Good News: AP Biology Is Changing, Part Three
January 27, 2011 
In my last two posts, I described some advantages and disadvantages of the AP Biology course as it was when I taught it. Now The New York Times reports that The College Board will rid AP Biology of its impossible quantity of reading and memorizing. Instead, the course will require higher level thinking skills in both its factual and laboratory components.
The new AP Biology will require students to consider broad ideas, such as:
1) Evolution is responsible for the unity and diversity of life.
2) All living things—from microscopic, single-celled organisms to large animals, fungi, and plants—are systematic in the following ways:
a. They use energy and molecular building blocks to grow.
b. They respond to needed information.
c. They interact in complex ways.
This new course design allows teachers to pick and choose among the hundreds of pages of a biology book. Any number of topics within that book can demonstrate the same broad ideas. At the same time, students will have to think deeply to come up with the generalizations leading to and from these broad ideas. And the AP Biology final exam will no longer be a matter of strict memorization with a few essay questions. Instead, it will require deeply thoughtful experience in the course and deeply thoughtful answers to exam questions.
In addition, the new AP Biology will assign labs so that students can form their own hypotheses and design their own laboratory experiments to try to support these hypotheses. For instance: what factors control photosynthesis?
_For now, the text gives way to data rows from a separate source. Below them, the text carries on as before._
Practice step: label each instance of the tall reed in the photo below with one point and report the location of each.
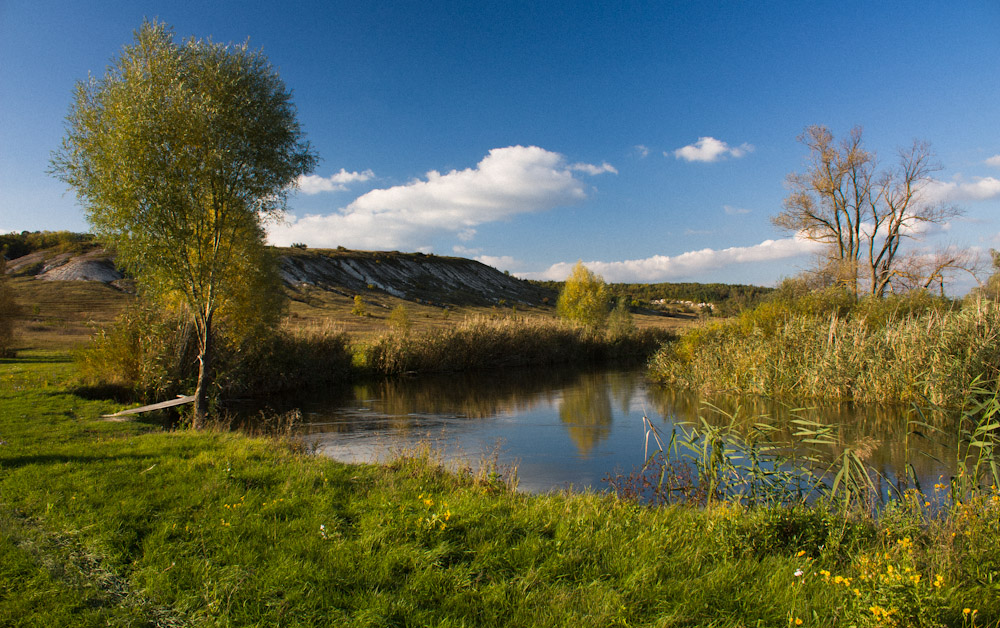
(482, 342)
(929, 357)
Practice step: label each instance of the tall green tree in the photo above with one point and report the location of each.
(180, 153)
(584, 298)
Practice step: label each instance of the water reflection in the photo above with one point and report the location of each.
(585, 408)
(567, 427)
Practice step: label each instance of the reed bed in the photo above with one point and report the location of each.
(931, 357)
(483, 342)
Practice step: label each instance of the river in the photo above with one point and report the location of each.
(566, 428)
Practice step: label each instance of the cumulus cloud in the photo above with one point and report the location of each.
(502, 262)
(336, 182)
(979, 189)
(709, 149)
(591, 169)
(507, 182)
(686, 265)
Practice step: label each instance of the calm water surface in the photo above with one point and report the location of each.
(564, 429)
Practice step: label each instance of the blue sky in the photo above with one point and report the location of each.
(650, 140)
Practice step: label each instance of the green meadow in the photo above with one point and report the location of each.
(139, 524)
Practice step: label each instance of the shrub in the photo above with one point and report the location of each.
(359, 306)
(153, 353)
(399, 319)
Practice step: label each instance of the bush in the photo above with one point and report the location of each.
(154, 354)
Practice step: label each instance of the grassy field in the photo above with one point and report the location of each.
(140, 524)
(133, 524)
(65, 314)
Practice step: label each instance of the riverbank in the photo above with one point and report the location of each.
(892, 350)
(135, 524)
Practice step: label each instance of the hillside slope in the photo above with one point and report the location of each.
(415, 277)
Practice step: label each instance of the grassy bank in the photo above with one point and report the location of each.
(490, 342)
(152, 358)
(868, 354)
(131, 524)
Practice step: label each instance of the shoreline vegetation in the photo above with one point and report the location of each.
(101, 526)
(912, 349)
(148, 356)
(141, 523)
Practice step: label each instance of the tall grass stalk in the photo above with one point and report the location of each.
(483, 342)
(927, 358)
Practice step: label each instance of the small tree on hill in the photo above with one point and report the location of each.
(584, 298)
(179, 154)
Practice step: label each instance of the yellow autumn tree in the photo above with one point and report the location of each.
(584, 298)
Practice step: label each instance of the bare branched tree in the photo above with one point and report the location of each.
(843, 200)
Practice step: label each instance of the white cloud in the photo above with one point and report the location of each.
(709, 149)
(507, 182)
(336, 182)
(686, 265)
(503, 262)
(979, 189)
(594, 170)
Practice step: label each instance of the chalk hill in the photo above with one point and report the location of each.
(428, 279)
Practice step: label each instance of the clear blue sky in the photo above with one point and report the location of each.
(533, 135)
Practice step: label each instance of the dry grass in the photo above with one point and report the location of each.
(65, 314)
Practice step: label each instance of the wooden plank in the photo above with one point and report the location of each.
(181, 400)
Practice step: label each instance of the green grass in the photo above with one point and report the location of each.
(131, 524)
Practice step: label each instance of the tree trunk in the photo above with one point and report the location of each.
(204, 374)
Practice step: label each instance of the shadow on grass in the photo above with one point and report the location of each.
(16, 462)
(102, 392)
(54, 358)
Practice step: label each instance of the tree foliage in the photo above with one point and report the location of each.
(584, 298)
(864, 214)
(179, 154)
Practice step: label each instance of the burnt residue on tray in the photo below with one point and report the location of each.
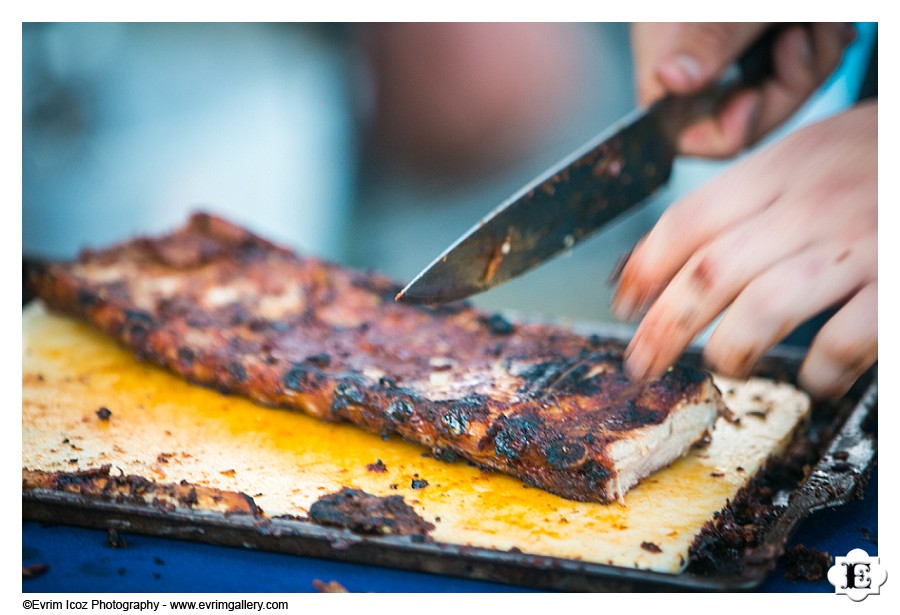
(737, 537)
(365, 513)
(805, 563)
(134, 489)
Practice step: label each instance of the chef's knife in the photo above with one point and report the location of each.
(609, 175)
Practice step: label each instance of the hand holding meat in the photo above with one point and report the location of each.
(784, 235)
(683, 58)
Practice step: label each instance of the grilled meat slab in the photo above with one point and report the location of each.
(227, 309)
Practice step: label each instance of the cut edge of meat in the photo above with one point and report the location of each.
(655, 447)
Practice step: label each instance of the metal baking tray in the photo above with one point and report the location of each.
(845, 455)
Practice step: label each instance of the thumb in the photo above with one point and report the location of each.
(702, 52)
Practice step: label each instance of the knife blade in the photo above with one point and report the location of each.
(611, 174)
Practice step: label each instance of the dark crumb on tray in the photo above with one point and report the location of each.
(651, 547)
(378, 467)
(332, 587)
(34, 570)
(805, 563)
(365, 513)
(114, 539)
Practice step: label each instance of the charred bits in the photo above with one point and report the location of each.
(498, 325)
(378, 467)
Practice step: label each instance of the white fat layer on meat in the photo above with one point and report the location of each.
(149, 290)
(641, 452)
(444, 384)
(290, 301)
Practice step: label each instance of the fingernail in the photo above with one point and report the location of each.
(683, 69)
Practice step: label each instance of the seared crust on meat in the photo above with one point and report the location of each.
(227, 309)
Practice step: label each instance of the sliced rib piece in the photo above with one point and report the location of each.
(225, 308)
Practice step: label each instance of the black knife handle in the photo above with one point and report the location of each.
(758, 64)
(751, 69)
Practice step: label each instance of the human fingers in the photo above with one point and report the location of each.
(783, 297)
(802, 58)
(708, 283)
(844, 348)
(687, 225)
(650, 42)
(702, 52)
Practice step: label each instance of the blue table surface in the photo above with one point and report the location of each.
(81, 560)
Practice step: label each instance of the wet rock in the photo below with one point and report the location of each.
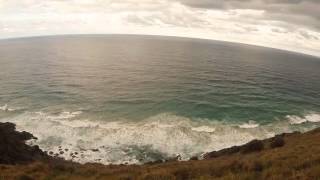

One of the worst faults of the AP Biology course when I was teaching it was lack of time to revise an experiment when the hypothesis was disproved. But in the newly designed course, with a lighter reading burden, there will be sufficient time for students to reinvestigate lab results: If a hypothesis is disproved, a different hypothesis and experiment may be enlightening. If a hypothesis is supported, the result might lead to a new, more detailed experiment. In other words, students will be learning and practicing real science.
And notice that the result is higher level thinking throughout. My only regret is that I am no longer teaching high school. I would love to teach the new AP Biology!